Friday, June 06, 2014

Tower Bridge: A Celebration of 120 Years

A telephone call came through from the curator’s office at Guildhall Art Gallery.
            The curator, Julia Dudkiewitz, was forming an exhibition of pictorial depictions of Tower Bridge since its inception and had wanted to show my large 1954 painting of “Tower Bridge from Bermondsey Wall” that happens to be in the National Collection. She discovered that it hangs on a wall in some far-flung Embassy. Thus, it was unobtainable. So could she come around to see if I had anything else that might be suitable to show.
            Margreet and I rummaged around and found a large self-portrait, done in 1965, made up of dockland shapes – the funnel of the Dollar Bay tug, smoke and steam coming from it, wharves, quays, and a marker buoy. In the background, as the distant focal point, is a rather freely painted Tower Bridge.
            The curator looked at it and declared that she had seen many, many paintings in her life, but not one like this.
            There were also one or two later “Landscape Recalled” pastel depictions of the bridge that she liked. As well, records were held somewhere of other bridge paintings by me - ones sold at Christie’s and through Offer Waterman Gallery. These she would try to track down and borrow.
            The exhibition will be held at Guildhall Art Gallery throughout the month of June 2014, and I am to cut the opening ribbon.

That was the blog that I wrote before the exhibition opened.

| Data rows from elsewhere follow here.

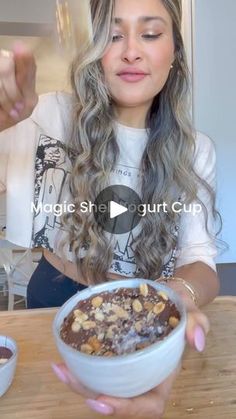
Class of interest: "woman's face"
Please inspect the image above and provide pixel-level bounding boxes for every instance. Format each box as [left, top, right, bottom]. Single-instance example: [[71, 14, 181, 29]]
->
[[102, 0, 174, 111]]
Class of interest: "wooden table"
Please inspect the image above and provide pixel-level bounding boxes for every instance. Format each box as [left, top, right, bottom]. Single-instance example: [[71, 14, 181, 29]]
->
[[0, 297, 236, 419]]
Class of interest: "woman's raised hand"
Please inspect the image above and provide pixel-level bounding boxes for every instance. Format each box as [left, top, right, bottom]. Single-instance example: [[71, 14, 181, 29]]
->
[[0, 42, 38, 131]]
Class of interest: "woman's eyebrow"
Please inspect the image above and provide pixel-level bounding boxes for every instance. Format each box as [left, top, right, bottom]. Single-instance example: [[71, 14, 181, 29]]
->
[[113, 16, 167, 26]]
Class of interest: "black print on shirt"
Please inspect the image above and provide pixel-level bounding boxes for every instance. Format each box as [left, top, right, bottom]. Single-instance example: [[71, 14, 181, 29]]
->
[[32, 135, 72, 251]]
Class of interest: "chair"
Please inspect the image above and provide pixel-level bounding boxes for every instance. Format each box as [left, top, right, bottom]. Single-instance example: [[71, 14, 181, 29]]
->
[[0, 248, 37, 310]]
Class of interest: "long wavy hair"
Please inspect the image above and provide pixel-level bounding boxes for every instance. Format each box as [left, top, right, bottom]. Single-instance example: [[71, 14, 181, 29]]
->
[[61, 0, 218, 284]]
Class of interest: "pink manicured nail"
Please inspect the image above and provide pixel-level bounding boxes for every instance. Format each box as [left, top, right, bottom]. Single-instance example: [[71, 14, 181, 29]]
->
[[194, 326, 205, 352], [51, 364, 69, 384], [9, 109, 20, 120], [86, 399, 114, 415], [14, 102, 25, 112]]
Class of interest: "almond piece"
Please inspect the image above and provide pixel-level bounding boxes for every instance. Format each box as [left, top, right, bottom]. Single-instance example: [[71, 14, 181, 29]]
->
[[92, 295, 103, 308], [143, 301, 154, 311], [82, 320, 96, 330], [139, 284, 148, 297], [152, 302, 165, 314], [95, 311, 105, 322], [107, 314, 118, 323], [169, 316, 179, 329], [88, 335, 102, 352], [158, 291, 168, 301], [132, 298, 143, 313], [73, 309, 83, 317], [111, 304, 129, 319], [80, 343, 93, 355], [71, 321, 81, 333], [98, 332, 105, 342], [75, 310, 88, 323], [106, 324, 116, 339]]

For this major exhibition, I had rather rashly agreed to give an opening speech before cutting a ribbon. Now it so happens that I have managed throughout my life to avoid speaking in public. So, for my first, and I hope last effort, I decided to speak “off the cuff”, but with practice and without notes. Night and day I practised my piece, altering it, extending it on request, and getting more and more nervous. I longed for the speech to be over and done with. I could then sleep without the words running through my head.
            As for cutting the tape, I planned to hold on to one bit, snip a piece off, and keep it as a souvenir. Then I heard that the tape bit had to be abandoned, due to some “health and safety” aspect. Perhaps they did not trust me with a pair of sharp scissors.
            The evening of the 2nd of June 2014 arrived. I was offered words of assurance by friends as we waited in the grand courtyard. Then inside, a drink, and an opening address given by an important and professionally practised dignatory. My turn came.
            If I got the first few words out, I thought that the rest might follow. And they did. I spoke about my rather vinous experiences of drawing in the 1950s and 1960s dockland, thanks to a wonderful pass given to me by The Port of London Authority. I was now on autopilot, and what I said seemed to make people listen and laugh. Then I stumbled, forgetting what I was to say next. I suppose it made me more human. No one seemed to be concerned – except me.
            Then it was over. And seldom have I enjoyed a drink more than the one thrust into my hand.
            The Exhibition in this splendid Guildhall Art Gallery has turned out to be a wonderful one – full of interest, from sepia photographs of the bridge under construction in 1894 to a work so new that its paint may well have not yet dried.
            My own contribution was well presented by the excellent curator, Julia Dudkiewicz. And it was particularly pleasing to me that those who had liked my painting and had bought directly from me, through Christie’s, or Offer Waterman Gallery, and kindly lent them to the show, were able to see their possessions on view to all.
            The magnificent catalogue, reproducing all the work in colour, is a work of art in itself, a fine memento, and a reference vehicle for those studying the history of one of London’s, and the world’s, iconic structures.